В середине дня из долины Роны пришла буря. Холодный, гонимый резким ветром дождь обрушился на экскавацию, словно налет вандалов. Мартино вылез из своей траншеи и быстро стал подниматься в гору, на вершине которой он обнаружил свою команду, укрывшуюся под древней стеной.
– Прекращаем работу, – сказал он. – Завтра продолжим.
Мартино пожелал им хорошего дня и направился на стоянку машин. Иветта отошла от своих товарищей и последовала за ним.
– Как насчет того, чтобы поужинать сегодня вечером?
– Я бы очень хотел, но, боюсь, не смогу.
– Почему?
– Еще один нудный прием профессорского состава, – сказал Мартино. – Декан потребовал, чтобы я был.
– А завтра вечером?
– Возможно. – Мартино дотронулся до ее руки. – Увидимся утром.

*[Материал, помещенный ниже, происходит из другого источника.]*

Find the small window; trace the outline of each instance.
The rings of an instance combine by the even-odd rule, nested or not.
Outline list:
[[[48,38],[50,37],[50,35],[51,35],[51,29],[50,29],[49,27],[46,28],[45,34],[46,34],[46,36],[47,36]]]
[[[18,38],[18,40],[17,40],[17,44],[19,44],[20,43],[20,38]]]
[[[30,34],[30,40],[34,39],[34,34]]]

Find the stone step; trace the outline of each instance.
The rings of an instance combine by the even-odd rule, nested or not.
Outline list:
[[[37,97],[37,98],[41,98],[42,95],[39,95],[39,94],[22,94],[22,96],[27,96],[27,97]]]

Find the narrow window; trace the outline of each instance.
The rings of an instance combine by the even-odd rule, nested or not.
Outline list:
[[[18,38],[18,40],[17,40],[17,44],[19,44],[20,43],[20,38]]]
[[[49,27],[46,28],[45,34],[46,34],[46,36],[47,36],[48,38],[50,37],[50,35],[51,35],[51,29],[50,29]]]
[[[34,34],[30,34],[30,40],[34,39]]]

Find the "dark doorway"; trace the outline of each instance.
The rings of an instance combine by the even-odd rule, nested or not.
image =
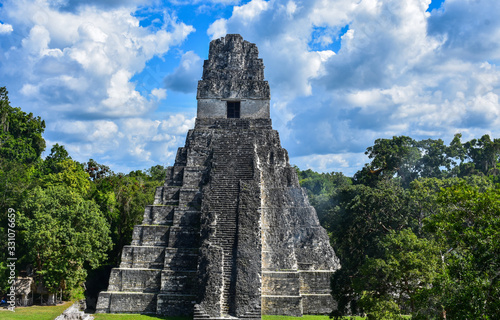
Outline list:
[[[239,118],[240,117],[240,101],[227,102],[227,117]]]

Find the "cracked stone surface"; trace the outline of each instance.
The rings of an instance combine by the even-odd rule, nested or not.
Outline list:
[[[340,268],[269,117],[255,44],[210,43],[194,129],[168,168],[97,312],[194,319],[327,314]],[[241,103],[226,117],[227,101]]]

По другую сторону стены была заросшая травой стоянка для машин. Новый «мерседес» Мартино выделялся среди побитых машин и мотороллеров добровольцев и менее известных археологов, работавших на раскопках. Мартино сел за руль и направился по шоссе Д-14 в Экс. Через четверть часа он уже ставил машину на свое место перед многоквартирным домом, рядом с бульваром Мирабо, в центре города. Это был отличный дом восемнадцатого века с балконом, огражденным чугунной решеткой, перед каждым окном и дверью на левой стороне фасада, выходившего на улицу. Мартино вынул почту из ящика, затем на маленьком лифте поднялся на пятый этаж. Там был маленький вестибюль с мраморным полом. Пара римских сосудов для воды, стоявших у его двери, были настоящими, хотя, если кто спрашивал об их происхождении, им говорили, что это хорошие репродукции.